La fragata mercante "Justina" —emblema flotante del imperio que dominaba los mares del mundo— había encallado cerca de lo que hoy es Retiro. La lógica militar decía que se necesitaban infantes, botes, abordajes convencionales. Güemes no leyó esa lógica. Con un puñado de gauchos, rodeó el barco a caballo por las aguas bajas del río, lo abordó desde sus monturas, y capturó a la tripulación británica.

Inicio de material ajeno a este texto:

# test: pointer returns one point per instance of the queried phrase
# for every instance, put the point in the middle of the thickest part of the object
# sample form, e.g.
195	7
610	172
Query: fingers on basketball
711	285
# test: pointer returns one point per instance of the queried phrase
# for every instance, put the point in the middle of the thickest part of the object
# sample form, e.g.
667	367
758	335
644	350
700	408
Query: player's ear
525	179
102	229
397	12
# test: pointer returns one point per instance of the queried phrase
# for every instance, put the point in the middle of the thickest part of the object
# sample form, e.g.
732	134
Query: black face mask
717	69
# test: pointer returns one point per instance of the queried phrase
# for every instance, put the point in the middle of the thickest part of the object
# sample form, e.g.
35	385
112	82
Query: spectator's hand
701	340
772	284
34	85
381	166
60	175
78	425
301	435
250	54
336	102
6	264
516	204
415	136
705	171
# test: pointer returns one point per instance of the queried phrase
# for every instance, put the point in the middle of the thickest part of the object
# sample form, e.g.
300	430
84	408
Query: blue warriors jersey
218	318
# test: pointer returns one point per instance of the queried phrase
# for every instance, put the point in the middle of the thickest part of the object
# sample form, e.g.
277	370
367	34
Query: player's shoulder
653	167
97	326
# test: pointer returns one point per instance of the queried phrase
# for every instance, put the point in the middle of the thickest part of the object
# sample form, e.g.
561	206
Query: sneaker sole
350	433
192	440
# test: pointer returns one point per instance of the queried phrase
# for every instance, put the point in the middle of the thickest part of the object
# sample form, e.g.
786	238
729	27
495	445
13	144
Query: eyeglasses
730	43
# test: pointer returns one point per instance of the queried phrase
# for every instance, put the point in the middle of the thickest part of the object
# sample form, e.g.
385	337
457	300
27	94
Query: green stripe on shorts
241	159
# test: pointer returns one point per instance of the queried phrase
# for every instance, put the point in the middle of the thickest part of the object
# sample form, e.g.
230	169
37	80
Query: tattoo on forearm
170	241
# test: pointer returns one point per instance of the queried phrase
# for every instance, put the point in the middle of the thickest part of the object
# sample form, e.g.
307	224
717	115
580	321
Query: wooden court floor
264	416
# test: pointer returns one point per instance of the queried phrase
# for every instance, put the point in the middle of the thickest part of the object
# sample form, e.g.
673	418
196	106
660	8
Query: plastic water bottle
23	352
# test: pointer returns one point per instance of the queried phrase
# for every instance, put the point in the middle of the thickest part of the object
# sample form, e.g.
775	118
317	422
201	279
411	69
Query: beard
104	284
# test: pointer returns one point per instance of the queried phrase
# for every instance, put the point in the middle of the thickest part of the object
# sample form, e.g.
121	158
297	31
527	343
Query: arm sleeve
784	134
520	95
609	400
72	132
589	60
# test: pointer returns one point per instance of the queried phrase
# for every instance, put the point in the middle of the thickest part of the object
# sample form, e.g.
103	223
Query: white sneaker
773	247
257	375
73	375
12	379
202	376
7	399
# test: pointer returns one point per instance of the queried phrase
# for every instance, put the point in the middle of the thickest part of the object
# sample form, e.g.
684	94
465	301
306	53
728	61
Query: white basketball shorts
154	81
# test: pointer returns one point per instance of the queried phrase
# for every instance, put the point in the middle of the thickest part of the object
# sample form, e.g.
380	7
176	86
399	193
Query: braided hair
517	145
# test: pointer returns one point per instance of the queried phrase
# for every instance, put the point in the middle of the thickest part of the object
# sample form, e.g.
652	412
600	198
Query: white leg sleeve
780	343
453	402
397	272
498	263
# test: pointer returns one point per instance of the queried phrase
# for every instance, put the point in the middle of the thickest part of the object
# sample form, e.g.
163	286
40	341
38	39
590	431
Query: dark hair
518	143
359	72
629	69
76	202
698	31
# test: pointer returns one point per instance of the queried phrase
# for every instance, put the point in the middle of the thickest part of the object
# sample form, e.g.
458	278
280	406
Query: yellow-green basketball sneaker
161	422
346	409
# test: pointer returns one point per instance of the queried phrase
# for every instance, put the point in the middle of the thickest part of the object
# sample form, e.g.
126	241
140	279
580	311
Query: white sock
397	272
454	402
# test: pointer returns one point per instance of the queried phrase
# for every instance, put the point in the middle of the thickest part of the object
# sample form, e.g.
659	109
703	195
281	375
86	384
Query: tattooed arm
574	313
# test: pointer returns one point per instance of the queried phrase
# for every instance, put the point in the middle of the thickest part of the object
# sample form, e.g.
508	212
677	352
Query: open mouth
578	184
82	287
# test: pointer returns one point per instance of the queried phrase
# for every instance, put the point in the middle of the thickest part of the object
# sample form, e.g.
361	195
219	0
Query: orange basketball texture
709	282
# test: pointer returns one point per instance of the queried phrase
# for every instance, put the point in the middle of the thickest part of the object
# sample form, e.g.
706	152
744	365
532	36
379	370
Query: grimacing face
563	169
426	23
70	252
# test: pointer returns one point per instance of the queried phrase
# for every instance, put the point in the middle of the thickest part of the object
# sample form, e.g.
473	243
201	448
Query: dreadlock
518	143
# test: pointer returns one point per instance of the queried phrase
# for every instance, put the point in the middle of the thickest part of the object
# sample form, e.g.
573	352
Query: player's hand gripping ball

Fue más que una captura: fue una declaración metafísica. La caballería criolla tomando prisionero al poder naval británico. En ese instante, Güemes no sólo apresaba un barco: capturaba la idea de que lo imposible era posible, que el ingenio del territorio podía derrotar a la tecnología del imperio. Era el anuncio temprano de que esta tierra produciría resistencias que no se ajustarían a ningún libreto europeo.
LOS INFERNALES: CUANDO EL PUEBLO SE CONVIERTE EN TERRITORIO
Esa misma osadía se transformaría, una década después, en la estrategia de supervivencia de la revolución. Entre 1815 y 1821, el noroeste argentino se convirtió en un laboratorio de guerra popular. Güemes, ahora gobernador de Salta, comandaba Los Infernales: un ejército que no aparecía en ningún estado mayor porque era el pueblo mismo armado.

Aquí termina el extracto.